Senate President Pete Kelly, R-Fairbanks, speaks to the media after Gov. Bill Walker announced his Public Safety Action Plan during a press conference at the Capitol on Monday, Oct. 30, 2017. (Michael Penn | Juneau Empire)

Senate President Pete Kelly, R-Fairbanks, speaks to the media after Gov. Bill Walker announced his Public Safety Action Plan during a press conference at the Capitol on Monday, Oct. 30, 2017. (Michael Penn | Juneau Empire)

Walker asks for balanced budget as tool to fight crime

Gov. Bill Walker called the Alaska Legislature into its fourth special session of the year and put taxes and criminal justice on the agenda.

While lawmakers have embraced discussion on the latter item, they’ve been reluctant to talk taxes.

In a press conference Monday, Walker and members of his cabinet said the two issues are intertwined.
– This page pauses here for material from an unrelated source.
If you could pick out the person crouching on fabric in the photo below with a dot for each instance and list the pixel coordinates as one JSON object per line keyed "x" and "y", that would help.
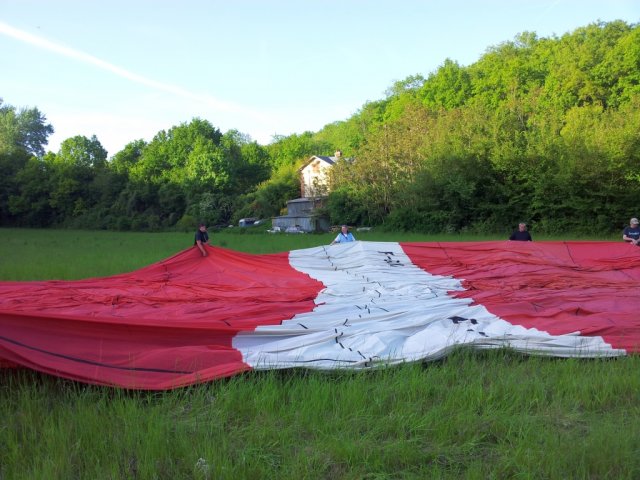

They urged the Legislature and Alaskans to consider a stable budget as one of the best crime-fighting tools available.

“One thing we have found out over the past several years: We cannot cut our way to a safer Alaska,” Walker said.

The press conference was intended to roll out Walker’s crime-fighting plan, but as commissioners spoke, they each said a balanced budget, one that forestalls further cuts to state agencies, is key to their strategy.

Attorney General Jahna Lindemuth said she intends to hire additional prosecutors. Health and Social Services Commissioner Valerie Davidson said mental health treatment options are critical for addicts to get help instead of jail. Public Safety Commissioner Walt Monegan said 43 of 280 Alaska State Trooper positions are vacant, and the budget is a factor: Prospective troopers are unwilling to join the force if there’s the possibility of a budget-related pink slip.

All of these things are needed in addition to Senate Bill 54, the criminal justice bill under consideration in the special session, they said.

“We believe that our state’s current unstable budget is a factor in attracting qualified individuals into state service,” Monegan said. “It’s not just the Department of Public Safety but all of our departments within the state. Every one of us is having a difficult time filling our vacancies.”

Walker declined to answer questions from the Empire about whether he intends to ask for more money for the departments of Corrections, Public Safety and Law when he finalizes his Fiscal Year 2019 budget request in December.

“I don’t know that,” he said.

Corrections Commissioner Dean Williams, in response to a separate question, said some of the items in Walker’s crime-fighting plan “will require more money.”

“Public safety costs dollars,” Lindemuth said, explaining that she is asking for five additional prosecutors.

Since taking office, Gov. Bill Walker has proposed (and the Legislature has delivered) cuts to crime-fighting agencies including the departments of Corrections, Public Safety and Law, though that trend reversed this year.

In fiscal year 2016, Walker signed a $195 million budget for the Department of Public Safety. That was down $11.5 million from FY15.

For FY18, Walker signed a $194.1 million budget for the department. That was up $4.8 million from FY17.

Walker has previously said the state needs fiscal stability to address its issues. He has proposed increasing taxes to address the state’s $2.8 billion deficit, but the Alaska Senate has rejected that idea. The Alaska House Finance Committee, which approved a now-rejected income tax earlier this year, has appeared lukewarm to Walker’s special-session tax proposal.

Sitting in the back of the press conference Monday was Senate President Pete Kelly, R-Fairbanks.

Afterward, he said the Senate supports a comprehensive crime plan, but any Senate support will depend on the details. He said he didn’t have a copy of the governor’s crime-fighting plan and thus couldn’t comment on those details.

“I just wanted to go there to show the Senate’s in support of a crime package of some kind,” he said.

He said he doesn’t think it’s a good idea to try to combine a crime-fighting plan with the issue of the state’s $2.8 billion deficit. The Senate has previously voted to increase funding for public safety, even if it doesn’t support taxes to pay for that increase.

At one point during the press conference, commissioners asked Alaskans to urge their legislators to solve the deficit. Kelly didn’t think that was appropriate.

“That’s politicizing crime,” he said.